Литмир - Электронная Библиотека
A
A

— Что это ты, милок?.. — сказал отец. — Но ничего… не торопися, главное.

Лодка часто заскакивала на сеть, и отец, выправляя ее, поругивался про себя.

На середине сети Сережа увидел с десяток чебаков, они застряли в ячеях недалеко друг от друга: головы на одной стороне, хвосты — на другой. Поднял сеть, одна рыбина снялась легко, а вторая не вылезает ни в ту, ни в другую сторону. Крепко влезла, окаянная, сеть даже врезалась в нее.

Сейчас Сережа весь дрожал от напряжения и нетерпения. И выкрикивал:

— Ах ты!

Свесившись с борта, нервно нащупывая на скользком днище опору для ног, он до крови царапал иглистыми плавниками руки, диву даваясь, как легко, просто отцепляет рыбешек отец.

— Че-то ты волнуешься, — сказал отец. — И все торопишься куда-то. Смотри, чебаку совсем голову свернул.

Отец еще что-то говорил, но мальчик уже не слышал: он увидел, как у края сети в глубине, рядом с кустом тальника, заметалась большая рыбина. Сережа крикнул, сам не зная что, чувствуя и радость и испуг одновременно. Он весь потянулся к воде, вытягивая сеть с силой, на какую только был способен. Лодка накренилась, отец, тоже вошедший в азарт, кричал:

— Тяни, уйдет, сволочина!

— Щас!

— Держи!!

— Щас!

Щука была холодная, твердая и бешено билась в руках. Сережа бросил ее в лодку вместе с сетью.

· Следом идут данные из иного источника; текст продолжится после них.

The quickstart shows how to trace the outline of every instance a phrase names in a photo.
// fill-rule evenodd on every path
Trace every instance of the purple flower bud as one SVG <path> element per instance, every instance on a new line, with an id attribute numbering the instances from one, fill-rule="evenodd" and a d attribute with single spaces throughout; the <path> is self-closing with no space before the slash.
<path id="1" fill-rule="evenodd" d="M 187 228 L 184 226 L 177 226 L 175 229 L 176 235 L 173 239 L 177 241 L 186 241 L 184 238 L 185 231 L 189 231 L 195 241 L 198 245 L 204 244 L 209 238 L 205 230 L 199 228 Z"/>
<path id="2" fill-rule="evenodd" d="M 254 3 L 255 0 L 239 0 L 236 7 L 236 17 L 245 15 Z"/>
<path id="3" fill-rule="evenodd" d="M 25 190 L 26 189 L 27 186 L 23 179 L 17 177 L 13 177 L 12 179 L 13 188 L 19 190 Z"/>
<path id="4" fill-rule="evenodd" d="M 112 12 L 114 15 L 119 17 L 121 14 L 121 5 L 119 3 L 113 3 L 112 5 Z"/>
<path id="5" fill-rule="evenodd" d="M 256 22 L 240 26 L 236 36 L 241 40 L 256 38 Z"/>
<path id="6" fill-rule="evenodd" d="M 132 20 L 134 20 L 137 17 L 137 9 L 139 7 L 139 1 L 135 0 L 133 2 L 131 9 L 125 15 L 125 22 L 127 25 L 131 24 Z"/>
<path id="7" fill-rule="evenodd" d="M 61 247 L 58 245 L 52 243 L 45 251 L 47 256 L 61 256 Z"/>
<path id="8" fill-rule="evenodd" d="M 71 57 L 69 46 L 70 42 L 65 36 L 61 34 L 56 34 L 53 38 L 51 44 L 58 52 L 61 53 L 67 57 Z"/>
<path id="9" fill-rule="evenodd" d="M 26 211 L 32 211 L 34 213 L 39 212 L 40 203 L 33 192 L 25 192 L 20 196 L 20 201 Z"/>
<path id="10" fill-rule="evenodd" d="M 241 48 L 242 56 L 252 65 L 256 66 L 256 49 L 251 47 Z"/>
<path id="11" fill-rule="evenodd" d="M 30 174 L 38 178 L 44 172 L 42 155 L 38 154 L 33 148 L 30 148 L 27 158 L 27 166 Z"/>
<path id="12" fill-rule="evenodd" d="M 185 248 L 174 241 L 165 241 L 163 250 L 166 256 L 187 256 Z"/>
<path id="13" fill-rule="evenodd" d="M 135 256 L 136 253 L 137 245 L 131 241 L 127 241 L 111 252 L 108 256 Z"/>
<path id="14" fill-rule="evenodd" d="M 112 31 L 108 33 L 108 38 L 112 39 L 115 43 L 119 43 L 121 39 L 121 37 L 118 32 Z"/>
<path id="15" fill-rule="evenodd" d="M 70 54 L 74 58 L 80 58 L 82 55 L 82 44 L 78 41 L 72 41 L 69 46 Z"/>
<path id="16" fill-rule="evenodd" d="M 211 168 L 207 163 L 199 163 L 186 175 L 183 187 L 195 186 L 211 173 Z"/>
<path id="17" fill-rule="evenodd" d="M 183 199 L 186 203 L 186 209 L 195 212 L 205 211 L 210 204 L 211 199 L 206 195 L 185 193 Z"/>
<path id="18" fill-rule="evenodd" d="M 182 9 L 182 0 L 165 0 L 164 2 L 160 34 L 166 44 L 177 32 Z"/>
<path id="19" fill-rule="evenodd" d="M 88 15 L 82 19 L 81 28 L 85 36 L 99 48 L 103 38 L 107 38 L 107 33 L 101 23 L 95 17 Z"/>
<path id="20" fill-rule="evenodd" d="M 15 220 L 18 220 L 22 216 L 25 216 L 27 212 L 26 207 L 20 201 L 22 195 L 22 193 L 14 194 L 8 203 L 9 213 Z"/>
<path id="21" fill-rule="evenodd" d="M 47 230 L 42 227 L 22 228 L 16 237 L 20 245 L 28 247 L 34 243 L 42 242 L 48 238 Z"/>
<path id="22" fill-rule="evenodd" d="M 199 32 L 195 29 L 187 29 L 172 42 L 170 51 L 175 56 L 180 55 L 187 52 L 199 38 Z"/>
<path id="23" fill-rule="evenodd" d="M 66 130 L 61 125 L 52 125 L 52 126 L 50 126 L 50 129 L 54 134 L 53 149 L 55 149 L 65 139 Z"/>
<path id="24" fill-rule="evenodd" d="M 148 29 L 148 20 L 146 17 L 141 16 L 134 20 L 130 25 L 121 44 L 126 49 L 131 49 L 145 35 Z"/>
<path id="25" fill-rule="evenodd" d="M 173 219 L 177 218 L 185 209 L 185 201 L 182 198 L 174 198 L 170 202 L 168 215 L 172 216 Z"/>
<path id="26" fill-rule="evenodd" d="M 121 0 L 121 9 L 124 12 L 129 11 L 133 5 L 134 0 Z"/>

— Ломай ей лен! Лен ломай!

Прошлым летом отец показывал сыну, как надо ломать щуке лен, но Сережа растерялся и не мог сообразить — как. Дело закончилось тем, что отец сам, порвав сеть, вытащил щуку, согнул ее буквой «Г», отчего раздался легкий хруст — и рыбина затихла.

Они все-таки порядком умаялись и плыли обратно не так быстро, как хотели. Уже свечерело. Дождь теперь лил вовсю, вода булькала от тяжелых капель. У Сережи стыли руки, будто он не за мокрые борта лодки, а за мерзлые доски держался. Опять справа и слева потянулись ветки тальника; в темноте они, эти ветки, сливались в сплошные темные полосы, и думалось, что плывешь по какой-то узкой речушке.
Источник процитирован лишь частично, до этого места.